Auch wenn Sie sich entschlossen haben, das geforderte Lösegeld zu zahlen, vergessen Sie nicht den Computer zu scannen und sicherzustellen, dass Sie sämtliche Schadsoftware entfernen. Es gibt zudem einige Methoden, um den Schaden wenigstens zu begrenzen.
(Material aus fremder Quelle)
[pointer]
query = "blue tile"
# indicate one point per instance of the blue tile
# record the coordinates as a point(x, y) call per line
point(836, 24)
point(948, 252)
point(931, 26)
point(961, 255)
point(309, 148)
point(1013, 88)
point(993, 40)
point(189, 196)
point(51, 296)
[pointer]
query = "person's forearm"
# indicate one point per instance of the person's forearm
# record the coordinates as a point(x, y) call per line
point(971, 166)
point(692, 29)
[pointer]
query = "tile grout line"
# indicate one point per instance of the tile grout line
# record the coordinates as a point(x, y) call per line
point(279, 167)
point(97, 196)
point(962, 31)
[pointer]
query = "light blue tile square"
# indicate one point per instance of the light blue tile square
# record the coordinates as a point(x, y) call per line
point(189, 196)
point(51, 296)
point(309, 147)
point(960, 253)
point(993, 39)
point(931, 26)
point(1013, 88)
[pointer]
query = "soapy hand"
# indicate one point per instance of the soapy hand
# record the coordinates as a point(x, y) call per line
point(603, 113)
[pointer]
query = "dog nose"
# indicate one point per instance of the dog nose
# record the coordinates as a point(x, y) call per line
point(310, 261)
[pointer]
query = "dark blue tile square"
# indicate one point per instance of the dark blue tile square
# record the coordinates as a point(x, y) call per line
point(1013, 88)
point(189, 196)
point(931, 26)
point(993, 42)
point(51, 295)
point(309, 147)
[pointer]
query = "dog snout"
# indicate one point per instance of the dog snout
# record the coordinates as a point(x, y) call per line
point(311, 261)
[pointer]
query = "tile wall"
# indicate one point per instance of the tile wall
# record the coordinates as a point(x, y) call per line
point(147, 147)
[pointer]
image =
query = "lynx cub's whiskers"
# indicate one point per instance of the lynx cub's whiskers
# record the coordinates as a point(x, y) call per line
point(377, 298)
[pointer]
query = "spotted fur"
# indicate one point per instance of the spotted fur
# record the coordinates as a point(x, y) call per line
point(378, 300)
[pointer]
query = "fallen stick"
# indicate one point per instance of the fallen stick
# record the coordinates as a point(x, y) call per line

Methoden zur Schadensbegrenzung
Überwachen der Dateiaktivitäten
Nachdem die Forscher Northeastern University 1.359 Fälle von Ransomware unter die Lupe genommen hatten, stellten sie fest, dass es durchaus möglich gewesen wäre eine erhebliche Zahl dieser Angriffe zu stoppen. Sogar dann, wenn es sich um Ransomware handelt, die Verschlüsselung und Datenlöschung nutzt. Wird ein System von einer Ransomware angegriffen, äußert sich das unter anderem in signifikanten Veränderungen, die im Filesystem sichtbar sind, zum Beispiel eine große Zahl von Löschungen im Log. Es hilft also die Dateiaktivitäten kontinuierlich zu überwachen. Beobachtet die jeweilige Software ein ungewöhnliches, von einem als normal definierten Verhalten abweichendes, sollte sie eine entsprechende Benachrichtigung versenden. Mit dieser Methode ist es möglich festzustellen, wenn Dateien erstellt, verschlüsselt oder gelöscht werden.
Benutzerverhalten analysieren
User Behavior Analytics (UBA) sind zu einer der Methoden avanciert, mit denen sich Ransomware bekämpfen lässt. Bedrohungen von innen, die durch legitime und legitimierte Benutzer verursacht werden, sind naturgemäß nicht Sache der Perimeter-Sicherheit. Für Hacker ist es kein allzu großes Problem diese Sicherheitsmaßnahmen zu umgehen und ins Innere des Netzwerks zu gelangen. Dazu nutzen die Angreifer legitime öffentliche Zugänge (E-Mail, Web, Logins) um dann intern als „legitime“ Nutzer auf Dateien und Systeme zuzugreifen.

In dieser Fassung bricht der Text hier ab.